The director argued that people are embracing Me Too "chiefly out of fear."
Film director Roman Polanski during the Netia Off Camera film festival in Krakow, Poland, on May 2, 2018.
Film director Roman Polanski during the Netia Off Camera film festival in Krakow, Poland, on May 2, 2018.
NurPhoto via Getty Images

Roman Polanski thinks the ongoing Me Too reckoning is “total hypocrisy.”

The director, who pleaded guilty to raping a 13-year-old girl in 1977, told Newsweek Polska that the movement highlighting sexual violence in workplaces around the world is “collective hysteria,” The Associated Press reported Wednesday. Polanski argued that people are embracing the Me Too movement “chiefly out of fear.” According to the AP, he “compared it to North Korea’s public mourning for its leaders that is so intensive that ‘you can’t stop laughing.’”
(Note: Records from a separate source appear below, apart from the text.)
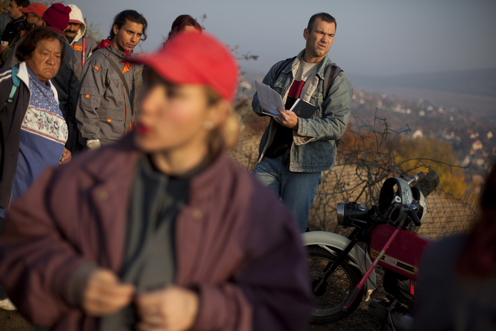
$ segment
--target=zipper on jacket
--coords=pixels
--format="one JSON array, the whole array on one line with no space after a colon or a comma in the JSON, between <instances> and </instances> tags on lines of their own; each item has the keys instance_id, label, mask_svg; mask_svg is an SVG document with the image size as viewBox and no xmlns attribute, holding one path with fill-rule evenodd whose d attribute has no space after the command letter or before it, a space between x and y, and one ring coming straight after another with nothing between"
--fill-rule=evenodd
<instances>
[{"instance_id":1,"label":"zipper on jacket","mask_svg":"<svg viewBox=\"0 0 496 331\"><path fill-rule=\"evenodd\" d=\"M127 104L125 102L125 91L124 90L124 84L122 82L121 82L121 86L123 88L123 94L124 95L124 109L125 110L124 112L124 132L123 133L124 137L125 135L125 126L127 124ZM129 103L130 103L131 101L129 100Z\"/></svg>"}]
</instances>

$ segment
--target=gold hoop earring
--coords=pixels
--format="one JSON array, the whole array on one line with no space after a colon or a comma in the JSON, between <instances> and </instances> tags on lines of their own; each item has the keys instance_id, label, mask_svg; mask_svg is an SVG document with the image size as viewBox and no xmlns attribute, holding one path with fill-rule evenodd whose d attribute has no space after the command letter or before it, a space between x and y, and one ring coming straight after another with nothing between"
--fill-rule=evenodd
<instances>
[{"instance_id":1,"label":"gold hoop earring","mask_svg":"<svg viewBox=\"0 0 496 331\"><path fill-rule=\"evenodd\" d=\"M205 121L203 123L203 127L207 130L211 130L214 127L214 124L211 121Z\"/></svg>"}]
</instances>

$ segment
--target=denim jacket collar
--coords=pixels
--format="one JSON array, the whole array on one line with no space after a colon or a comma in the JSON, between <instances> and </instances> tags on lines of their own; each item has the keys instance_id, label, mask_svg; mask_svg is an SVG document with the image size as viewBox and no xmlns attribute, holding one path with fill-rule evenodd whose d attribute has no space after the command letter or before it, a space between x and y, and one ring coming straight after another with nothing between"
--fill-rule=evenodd
<instances>
[{"instance_id":1,"label":"denim jacket collar","mask_svg":"<svg viewBox=\"0 0 496 331\"><path fill-rule=\"evenodd\" d=\"M305 54L305 50L303 49L303 51L300 52L300 53L296 56L296 58L292 62L291 62L289 65L286 66L286 67L284 68L282 72L284 73L289 73L291 71L294 70L295 67L300 64L300 62L303 58L303 55ZM317 69L316 74L318 75L321 79L324 79L324 75L325 73L325 68L327 67L328 65L331 64L331 60L329 59L329 58L326 55L325 57L324 58L322 61L320 61L320 65L318 66L318 68Z\"/></svg>"}]
</instances>

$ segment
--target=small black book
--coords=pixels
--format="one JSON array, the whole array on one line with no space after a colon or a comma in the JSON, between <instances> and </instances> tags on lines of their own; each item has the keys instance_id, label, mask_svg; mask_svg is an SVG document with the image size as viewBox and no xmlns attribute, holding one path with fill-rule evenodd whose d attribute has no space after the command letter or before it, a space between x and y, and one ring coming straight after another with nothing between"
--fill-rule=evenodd
<instances>
[{"instance_id":1,"label":"small black book","mask_svg":"<svg viewBox=\"0 0 496 331\"><path fill-rule=\"evenodd\" d=\"M307 101L294 97L288 96L286 100L286 109L289 109L298 117L302 119L311 118L317 111L317 107Z\"/></svg>"}]
</instances>

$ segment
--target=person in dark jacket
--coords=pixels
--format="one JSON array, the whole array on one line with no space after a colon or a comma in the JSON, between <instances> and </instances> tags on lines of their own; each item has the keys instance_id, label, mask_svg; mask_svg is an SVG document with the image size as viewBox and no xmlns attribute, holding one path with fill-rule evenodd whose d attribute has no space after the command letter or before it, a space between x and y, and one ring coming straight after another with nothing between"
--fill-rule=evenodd
<instances>
[{"instance_id":1,"label":"person in dark jacket","mask_svg":"<svg viewBox=\"0 0 496 331\"><path fill-rule=\"evenodd\" d=\"M147 25L135 10L119 13L108 39L100 42L85 63L76 108L83 146L99 148L132 131L134 68L127 58L140 41L146 39Z\"/></svg>"},{"instance_id":2,"label":"person in dark jacket","mask_svg":"<svg viewBox=\"0 0 496 331\"><path fill-rule=\"evenodd\" d=\"M0 279L12 301L54 330L304 330L299 231L227 155L234 57L185 34L134 61L152 68L135 131L47 171L9 210Z\"/></svg>"},{"instance_id":3,"label":"person in dark jacket","mask_svg":"<svg viewBox=\"0 0 496 331\"><path fill-rule=\"evenodd\" d=\"M84 18L81 9L75 4L69 4L68 6L72 10L69 14L69 26L64 30L64 33L65 33L65 37L69 41L69 44L81 59L81 62L85 62L98 45L94 39L85 36L88 27L84 23Z\"/></svg>"},{"instance_id":4,"label":"person in dark jacket","mask_svg":"<svg viewBox=\"0 0 496 331\"><path fill-rule=\"evenodd\" d=\"M17 50L21 63L0 70L0 104L4 105L0 112L0 231L10 203L45 168L70 159L64 148L67 125L50 81L59 70L64 46L56 32L37 29ZM0 300L5 296L0 293Z\"/></svg>"},{"instance_id":5,"label":"person in dark jacket","mask_svg":"<svg viewBox=\"0 0 496 331\"><path fill-rule=\"evenodd\" d=\"M59 95L59 106L64 119L69 127L69 136L65 147L73 153L77 144L77 127L76 125L76 101L79 94L79 77L81 76L81 60L76 51L70 47L62 31L69 24L69 14L70 7L64 6L62 3L54 3L49 7L43 14L43 26L60 33L65 40L65 53L63 65L60 67L57 74L52 79L52 82ZM22 40L14 46L12 52L7 59L3 67L15 66L19 60L15 56L18 45Z\"/></svg>"},{"instance_id":6,"label":"person in dark jacket","mask_svg":"<svg viewBox=\"0 0 496 331\"><path fill-rule=\"evenodd\" d=\"M11 0L8 5L7 10L12 20L0 37L0 65L3 64L10 54L10 48L21 37L21 31L27 29L24 14L20 9L29 5L29 0Z\"/></svg>"}]
</instances>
Polanski gave the interview a few days before the Academy of Motion Picture Arts and Sciences, which administers the Oscars, expelled him and comedian Bill Cosby, after the latter was convicted in April for sexual assault. The interview was published this week.

The 84-year-old has resided in France since he fled the U.S. after pleading guilty to raping then-13-year-old Samantha Geimer. Polanski has also been accused of sexual assault by several other women. Some of those incidents allegedly occurred when the accusers were minors.

Polanski won an Oscar for best director for his 2002 film “The Pianist.” Although the Academy has revoked Polanski’s 50-year membership, the organization told HuffPost it’s allowing him to keep his Oscar.